Desde muito pequena que os telhados dos prédios no bairro de Lisboa onde eu vivia e que observava os que ficavam mais de perto da minha casa, foram sempre um mistério para mim. Sonhava ir pé ante pé por cima das telhas, talvez até conseguisse ir mais longe sem nunca deixar de caminhar sobre as telhas marselhesas que contrariamente às da minha casa que eram recentes, as outras eram muito antigas onde até cresciam ervas.
Os gatos dos telhados corriam de um lado para o outro, livremente. A minha mãe fazia comida especial para eles (peixe e arroz) e eles habituaram-se àquele carinho. Andavam todos gordos, o pelo lustroso e era vê-los ao sol a fazer a sua higiene. O problema era na altura do cio das gatas, porque as brigas e lutas quando aconteciam à noite não me deixavam dormir. De manhã os que a minha mãe acarinhava apareciam todos feridos com golpes e até com falta de pelo.
Havia um prédio perto em que as janelas das "águas-furtadas" davam para o lado da minha casa mas não me lembro de ver alguém às janelas. Salvo uma unica vez uma senhora desceu pelo telhado, a chorar muito e pediu ajuda à minha mãe. Dizia que o marido a queria matar e ela saltou pela janela da casa de banho.

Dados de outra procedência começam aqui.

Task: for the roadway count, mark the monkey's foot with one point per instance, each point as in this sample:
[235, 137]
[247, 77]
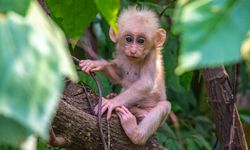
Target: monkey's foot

Há tempos consultei o "google maps" e consegui visualizar aquela zona mas não vi gatos.
Tudo o que conto aqui está muito presente na minha memoria e a explicação que eu encontro para isso, já passou meio século, foi precisamente devido ao facto de eu nunca ter consumado o meu sonho que foi de caminhar por cima daqueles telhados com telhas marselhesas.